Shell has, therefore, a whole portfolio of tools and organizations that support open innovation. At the beginning of this spectrum of tools we have GameChanger with the focus on unproven ideas with a drastic impact. To deploy more mature technologies from other industries into Shell, we have Shell TechWorks. By system engineering other industries’ proven technologies, Shell TechWorks leverages the experience of other pioneering industries like aerospace, IT and medical to solve specific Shell business challenges. Shell has a long history collaborating with leading universities, research institutes and industrial partners. We work very closely with over 100 universities where we sponsor research and collaborate with researchers to address technology questions. We work with our suppliers to co-develop better solutions. Shell is co-developing innovation with specific suppliers that have the capability to add value to multiple technology areas across Shell and can quickly deploy them. And we work with smaller companies on their innovations. We have Shell Technology Ventures to invest in start-up companies across the energy sector to speed up the development and deployment of new technologies which complement our business. If of interest to Shell we support these companies to become successful. We act as an investor and a partner in commercialization by connecting our technical experts with entrepreneurs and early-stage companies. It’s about having the right tools to carry ideas and concepts through to commercial deployment, and Shell has a variety of tools or programs to support open innovation across our industry as well as other industries.

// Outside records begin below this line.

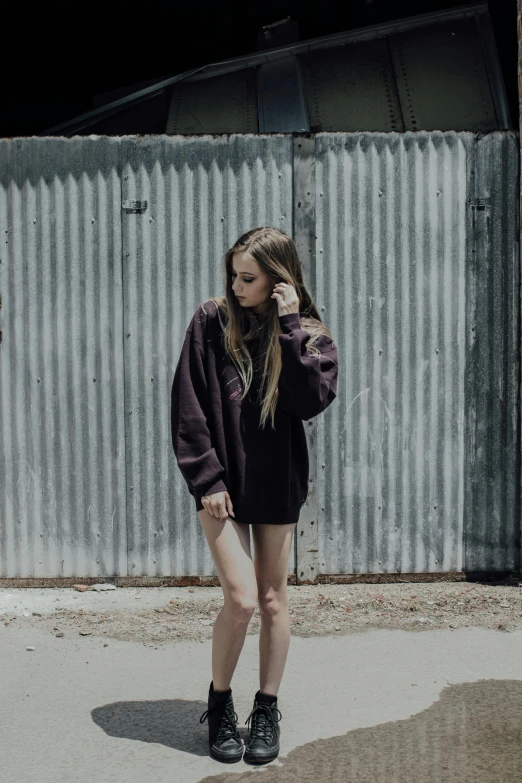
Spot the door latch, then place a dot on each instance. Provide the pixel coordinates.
(134, 207)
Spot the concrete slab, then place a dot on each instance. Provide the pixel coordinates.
(378, 706)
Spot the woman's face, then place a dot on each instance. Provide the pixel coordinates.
(250, 283)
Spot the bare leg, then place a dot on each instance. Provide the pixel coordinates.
(229, 543)
(272, 544)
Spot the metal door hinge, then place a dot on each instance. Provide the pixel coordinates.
(134, 207)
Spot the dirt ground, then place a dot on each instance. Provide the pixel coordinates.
(315, 610)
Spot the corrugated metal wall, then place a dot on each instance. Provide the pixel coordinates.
(417, 269)
(400, 275)
(62, 459)
(202, 193)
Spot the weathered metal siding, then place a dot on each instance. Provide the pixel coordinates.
(393, 272)
(414, 468)
(492, 461)
(62, 458)
(202, 193)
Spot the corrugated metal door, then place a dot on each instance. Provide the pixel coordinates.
(417, 270)
(201, 194)
(62, 455)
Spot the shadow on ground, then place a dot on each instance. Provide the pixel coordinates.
(472, 733)
(170, 722)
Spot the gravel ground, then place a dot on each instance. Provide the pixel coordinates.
(315, 610)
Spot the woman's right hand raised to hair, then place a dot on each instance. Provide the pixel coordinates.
(218, 505)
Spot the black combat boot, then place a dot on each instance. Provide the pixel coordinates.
(263, 742)
(223, 737)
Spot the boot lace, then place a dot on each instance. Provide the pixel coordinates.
(228, 725)
(263, 723)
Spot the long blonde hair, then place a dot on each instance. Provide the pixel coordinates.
(276, 254)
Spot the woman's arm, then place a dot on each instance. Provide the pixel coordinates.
(195, 455)
(307, 384)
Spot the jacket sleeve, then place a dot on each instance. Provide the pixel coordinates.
(191, 437)
(307, 384)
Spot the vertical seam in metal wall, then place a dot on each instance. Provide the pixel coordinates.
(304, 232)
(122, 162)
(469, 373)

So back to your earlier question: how do you innovate in Houston in medical, energy and aerospace? They are geographically very close together and that makes Houston truly unique. Many people talk about what would happen if the silos in Houston actually started to interact with each other. I believe truly amazing things will happen if this is being catalyzed and facilitated in the right way. You need more than just people in the same room. Talking about and exchanging challenges makes you connectable and will attract people who want to solve for your issues. It’s time to start collaborating and address the large problems in this world. We are challenging ourselves and others to think about the future with an innovative mindset – to be open to different views about energy, cities, health, medicine, etc. Those are extremely complicated challenges. They need a holistic approach by people from different disciplines who are really working together. That will require also a different approach to research. This is not about writing another research paper and receiving another grant. We need a different approach.

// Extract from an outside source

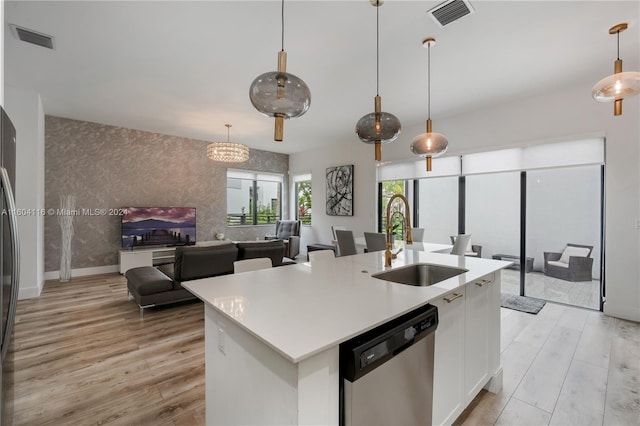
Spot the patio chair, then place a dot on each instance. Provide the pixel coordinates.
(573, 264)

I realize those are just bombastic words. So how do we turn this into reality? Can you imagine what could happen in Houston if the best innovators in Houston could spend 10 percent of their time interacting with other innovators? If only 100 energy experts could interact with 100 medical experts, it could really cause a revolution, and that’s a small fraction of what we have in Houston. Let’s say every Friday afternoon, we start to connect, dismantle the silos and see how serendipitous things will happen. It’s time. I think the new TMC innovation space could be a fantastic platform to start doing this. The innovations the world requires need to be diverse and multifaceted, involving many different kinds of expertise. We need to continue hosting events where people from different disciplines can share knowledge, spark new ideas, connect dots and create real game-changing solutions. I am really looking forward to an intense cooperation with TMC where Shell GameChanger can help facilitate those connections between energy and medical silos. In this way innovation will go beyond the current boundaries of industry to drive the wide-ranging solutions. Houston can be a test ground to break silos and approach problems in a different way. I expect we will come up with some valuable innovations. More importantly, we will drive ‘open’ innovation — getting others to think differently and more creatively too. Let’s change the game.